Our team is very interested in the questions posted on SMVI functionality, configuration, and automation … thanks for taking the time to share. And please keep the questions and feedback on your experiences working with SMVI, good or bad, coming. Good feedback makes for a good day, bad feedback makes for a better product J.
I also wanted to let you know that NetApp is hosting an SMVI/SRM Webcast on February 19 focusing on data protection in a VMware environment: NetApp SMVI for backup/restore and VMware SRM for disaster recovery. SDDPC Sys Admin Rick Scherer - who designed and maintains a 25 host VMware ESX 3.5 farm with well over 300 Virtual Machines, plus writes a great blog (http://vmwaretips.com/wp/) - will be joining us to describe how his team uses SMVI. There will also be a panel of folks, including best practices authors and reference architects, to address questions submitted via chat.
SMVI Product Manager
I am in the UK and it will be late in the evening here when this event starts.

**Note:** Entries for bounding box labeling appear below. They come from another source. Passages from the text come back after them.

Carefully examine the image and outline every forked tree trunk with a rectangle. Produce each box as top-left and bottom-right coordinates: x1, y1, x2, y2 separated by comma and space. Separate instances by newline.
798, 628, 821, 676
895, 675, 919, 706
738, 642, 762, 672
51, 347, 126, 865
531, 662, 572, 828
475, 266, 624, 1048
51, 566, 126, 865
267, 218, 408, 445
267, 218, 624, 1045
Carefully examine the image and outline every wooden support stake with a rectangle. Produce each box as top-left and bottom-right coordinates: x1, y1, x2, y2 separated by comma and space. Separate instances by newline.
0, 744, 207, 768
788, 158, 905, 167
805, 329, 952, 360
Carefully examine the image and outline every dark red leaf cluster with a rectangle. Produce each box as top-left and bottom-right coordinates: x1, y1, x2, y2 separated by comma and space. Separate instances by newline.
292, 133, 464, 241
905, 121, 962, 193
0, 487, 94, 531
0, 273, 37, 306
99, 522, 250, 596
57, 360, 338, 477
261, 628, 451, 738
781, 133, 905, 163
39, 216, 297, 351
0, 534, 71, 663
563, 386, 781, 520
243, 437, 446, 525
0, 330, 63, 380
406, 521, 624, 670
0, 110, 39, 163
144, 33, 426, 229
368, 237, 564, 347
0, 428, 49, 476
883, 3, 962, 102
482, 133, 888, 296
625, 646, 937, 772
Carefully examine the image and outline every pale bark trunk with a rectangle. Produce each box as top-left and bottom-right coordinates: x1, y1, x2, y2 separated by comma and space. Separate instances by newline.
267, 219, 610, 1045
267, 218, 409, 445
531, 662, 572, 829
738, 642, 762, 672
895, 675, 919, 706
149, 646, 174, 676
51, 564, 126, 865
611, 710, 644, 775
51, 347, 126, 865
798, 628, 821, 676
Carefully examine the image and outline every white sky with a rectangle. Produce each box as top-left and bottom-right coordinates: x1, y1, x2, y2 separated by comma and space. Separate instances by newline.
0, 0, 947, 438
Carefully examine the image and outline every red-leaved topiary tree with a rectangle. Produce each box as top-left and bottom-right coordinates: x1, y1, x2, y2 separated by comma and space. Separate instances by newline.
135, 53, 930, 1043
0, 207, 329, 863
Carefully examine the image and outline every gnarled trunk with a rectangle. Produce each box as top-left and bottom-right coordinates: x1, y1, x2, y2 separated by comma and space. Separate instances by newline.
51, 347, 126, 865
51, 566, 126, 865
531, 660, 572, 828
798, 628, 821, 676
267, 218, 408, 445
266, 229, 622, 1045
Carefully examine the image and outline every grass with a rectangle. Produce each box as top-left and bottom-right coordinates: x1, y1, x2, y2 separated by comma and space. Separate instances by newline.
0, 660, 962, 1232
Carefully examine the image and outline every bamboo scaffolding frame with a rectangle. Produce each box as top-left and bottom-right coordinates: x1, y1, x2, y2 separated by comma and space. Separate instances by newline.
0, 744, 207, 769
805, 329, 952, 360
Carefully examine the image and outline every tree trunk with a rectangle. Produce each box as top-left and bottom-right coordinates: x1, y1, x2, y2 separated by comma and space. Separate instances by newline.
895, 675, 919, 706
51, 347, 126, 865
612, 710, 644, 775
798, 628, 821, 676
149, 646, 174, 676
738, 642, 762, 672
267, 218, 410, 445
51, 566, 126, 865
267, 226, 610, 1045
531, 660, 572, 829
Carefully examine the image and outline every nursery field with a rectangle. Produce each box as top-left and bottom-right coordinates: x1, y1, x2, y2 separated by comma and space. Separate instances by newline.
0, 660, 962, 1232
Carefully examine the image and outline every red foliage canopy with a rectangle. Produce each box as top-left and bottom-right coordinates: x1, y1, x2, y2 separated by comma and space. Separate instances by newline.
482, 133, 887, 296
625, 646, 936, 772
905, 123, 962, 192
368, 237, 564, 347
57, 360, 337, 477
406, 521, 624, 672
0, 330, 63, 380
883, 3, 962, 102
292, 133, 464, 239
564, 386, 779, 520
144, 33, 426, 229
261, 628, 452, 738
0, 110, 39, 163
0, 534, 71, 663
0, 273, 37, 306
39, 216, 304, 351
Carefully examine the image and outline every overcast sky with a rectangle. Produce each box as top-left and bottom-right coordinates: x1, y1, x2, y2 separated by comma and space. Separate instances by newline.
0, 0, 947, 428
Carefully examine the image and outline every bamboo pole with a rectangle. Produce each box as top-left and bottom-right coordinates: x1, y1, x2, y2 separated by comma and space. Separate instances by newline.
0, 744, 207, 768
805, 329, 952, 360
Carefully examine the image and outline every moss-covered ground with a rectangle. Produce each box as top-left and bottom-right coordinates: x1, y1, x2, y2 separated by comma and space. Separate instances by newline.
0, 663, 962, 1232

Will the streamed contents be recorded and available via the now site, after the event?
We are currently using OSSV to backup our VMs but will be changing to SMVI soon and it will be good to know about some of the "holes in the road" before we hit them?
we run smvi 1.0.1 for several weeks now and it is pretty stable (compared to 1.0!). last night, 2 of our daily backup jobs started off - and they still are in running state, producing event 4096 in the application log like this:
1st an Error:
2936921 [backup2 6778732c8323002d813f32f6dab0368e] ERROR com.netapp.common.flow.JDBCPersistenceManager - FLOW-10110: Lock "50228a39-7eba-0c39-5d7c-bb5b34be305f" already held by backup-create operation 9a80d4f1bc7f39fa6e4cabb0559a097a 
2nd a warning:
2936921 [backup2 6778732c8323002d813f32f6dab0368e] WARN com.netapp.smvi.task.AcquireVirtualMachineLockWrapper - Could not lock all virtual machines. The lock process will continue to be retried until it succeeds.
During yesterday afternoonn I was trying to restore a Test-VM which failed! Coud that maybe disturb the backup jobs?
I cannot stop the 2 backup jobs - have restarted the vc server (where smvi is also installed) - nothing helps. I cannot start new ones - so we are somewhat looked up!
Hope anyone can give me a hint how to stop this...
Thanks in advance
If you want to just clear out the current problem so that you can
continue running again, please read our knowledge base article,
I get an error: "Solution does not exist in this knowledge base" when clicking the link!
MCSE / CCEA / VCP
Tel +41 32 387 82 19
Fax +41 32 387 81 11
Besuche Sie uns im Internet unter: www.in4u.ch
Visitez nous sur Internet: www.in4u.ch
Visit our homepage: www.in4u.ch
Oh - we found out, why the scheduled Jobs were running all night long until 30 minutes ago! One of the volumes on the DR filer was removed because the storage people were thinking, we don't need it anymore. But the SMVI jobs trigger a snapmirror update and that was failing all the time.
Again it would be very nice to get to know, how we could stop these running jobs. As a said - we tried reinstalling SMVI, clearing all sorts of temp files and rebooting the VC-Server several times. Those jobs just cannot be killed!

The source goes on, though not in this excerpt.